In [1]:
import numpy as np
import matplotlib.pyplot as plt
import matplotlib as mpl
import time

def setup_plot():
    gs = mpl.gridspec.GridSpec(5, 2)
    return gs

def plot(i, n, pi, in_circle, out_circle):
    ax = plt.subplot(gs[int(i / 2), i % 2])
    ax.plot(in_circle[:, 0], in_circle[:, 1], 'o', ms=2)    
    ax.plot(out_circle[:, 0], out_circle[:, 1], 'o', ms=2)
    ax.set_xlim([-1, 1])
    ax.set_ylim([-1, 1])
    ax.text(0, -0.9, r"n = {:d}; $\pi\approx${:.4f}".format(n, pi), 
            verticalalignment='center', horizontalalignment='center', size=20)

Monte Carlo

A. R. McCluskey

Department of Chemistry, University of Bath, Claverton Down, Bath, BA2 7AY, UK.
Diamond Light Source, Diamond House, Rutherford Appleton Laboratory, Harwell Oxford, OX11 0DE, UK.

This is an example of the determination of $\pi$ using Monte-Carlo sampling.

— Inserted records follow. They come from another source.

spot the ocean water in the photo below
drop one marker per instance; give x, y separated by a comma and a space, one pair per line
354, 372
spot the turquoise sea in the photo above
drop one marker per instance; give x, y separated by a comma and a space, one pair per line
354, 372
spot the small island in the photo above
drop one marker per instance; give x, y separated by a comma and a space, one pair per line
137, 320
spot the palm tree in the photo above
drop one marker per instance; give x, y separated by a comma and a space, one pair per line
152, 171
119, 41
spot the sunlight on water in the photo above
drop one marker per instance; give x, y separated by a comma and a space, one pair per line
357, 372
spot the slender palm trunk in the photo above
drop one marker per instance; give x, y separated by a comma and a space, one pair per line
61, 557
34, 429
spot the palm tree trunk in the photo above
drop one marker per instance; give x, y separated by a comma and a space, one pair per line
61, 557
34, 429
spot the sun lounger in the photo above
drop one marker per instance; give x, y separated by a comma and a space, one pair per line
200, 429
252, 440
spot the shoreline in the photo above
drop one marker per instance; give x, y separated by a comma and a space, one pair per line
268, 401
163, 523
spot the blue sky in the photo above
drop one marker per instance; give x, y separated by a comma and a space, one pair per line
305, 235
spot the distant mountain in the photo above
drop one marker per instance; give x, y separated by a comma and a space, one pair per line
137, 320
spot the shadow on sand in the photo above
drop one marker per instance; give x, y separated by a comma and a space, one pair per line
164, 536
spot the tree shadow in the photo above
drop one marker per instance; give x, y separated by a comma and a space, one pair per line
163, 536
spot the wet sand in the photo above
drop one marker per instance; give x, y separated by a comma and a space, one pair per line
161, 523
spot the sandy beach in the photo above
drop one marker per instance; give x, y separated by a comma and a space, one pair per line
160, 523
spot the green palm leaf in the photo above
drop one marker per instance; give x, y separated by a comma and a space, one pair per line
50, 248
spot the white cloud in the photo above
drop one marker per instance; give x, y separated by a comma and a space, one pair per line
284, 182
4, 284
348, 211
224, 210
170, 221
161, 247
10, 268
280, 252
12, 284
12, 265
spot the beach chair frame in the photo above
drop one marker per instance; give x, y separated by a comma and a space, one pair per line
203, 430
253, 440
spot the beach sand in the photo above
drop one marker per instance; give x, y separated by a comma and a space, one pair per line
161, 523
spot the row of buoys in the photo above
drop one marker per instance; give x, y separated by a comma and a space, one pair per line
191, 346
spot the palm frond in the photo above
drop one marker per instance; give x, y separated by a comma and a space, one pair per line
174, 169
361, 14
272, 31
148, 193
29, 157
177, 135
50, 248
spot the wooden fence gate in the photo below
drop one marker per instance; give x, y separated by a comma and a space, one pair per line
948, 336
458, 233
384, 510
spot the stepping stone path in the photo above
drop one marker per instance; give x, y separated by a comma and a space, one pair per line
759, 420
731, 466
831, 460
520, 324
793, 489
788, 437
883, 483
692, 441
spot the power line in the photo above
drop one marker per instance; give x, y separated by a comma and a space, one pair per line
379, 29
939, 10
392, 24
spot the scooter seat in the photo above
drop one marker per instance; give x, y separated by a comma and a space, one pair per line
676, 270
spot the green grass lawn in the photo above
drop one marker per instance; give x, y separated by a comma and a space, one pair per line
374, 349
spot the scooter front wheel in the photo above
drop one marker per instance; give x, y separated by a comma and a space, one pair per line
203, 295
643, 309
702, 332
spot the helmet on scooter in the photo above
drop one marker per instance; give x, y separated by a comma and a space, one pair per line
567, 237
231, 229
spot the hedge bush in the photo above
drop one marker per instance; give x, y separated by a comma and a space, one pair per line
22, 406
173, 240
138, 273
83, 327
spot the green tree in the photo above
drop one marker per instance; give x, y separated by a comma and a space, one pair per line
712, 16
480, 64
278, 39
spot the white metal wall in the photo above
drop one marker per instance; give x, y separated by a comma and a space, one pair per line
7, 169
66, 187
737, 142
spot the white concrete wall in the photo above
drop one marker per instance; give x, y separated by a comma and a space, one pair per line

In this example, a series of points on a x-/y-plane are found randomly, within the range $-1$ and $+1$. The distance is then calcuated between the point and the origin $(0, 0)$, if the distance is less than 1, the point is colorued blue, it is 1 or greater it is coloured orange.

The area of the square can be estimated as the total number of points, while the area of the circle can be estimated as the number of points coloured blue, this allows $pi$ to be found as follows,

$$ A_{\text{square}} = 4r^2 $$

$$ A_{\text{circle}} = \pi r ^2, $$

by equating the values of $r$,

$$ \pi = \frac{4A_{\text{circle}}}{A_{\text{square}}} $$

In [2]:
def distance(a, b):
    return np.sqrt(np.sum((a - b) ** 2, axis=1))
In [3]:
%matplotlib inline

n_values = np.array([3000, 4000, 5000, 6500, 8500, 
                     10000, 15000, 18000, 24000, 30000])
plt.figure(figsize=(10, 25))
gs = setup_plot()

for i, n in enumerate(n_values):
    a = np.random.rand(n, 2) * 2 - 1
    
    in_circle = a[np.where(distance(a, [0, 0]) < 1)]
    out_circle = a[np.where(distance(a, [0, 0]) >= 1)]
    pi = in_circle.shape[0] / n * 4
    
    plot(i, n, pi, in_circle, out_circle)
plt.show()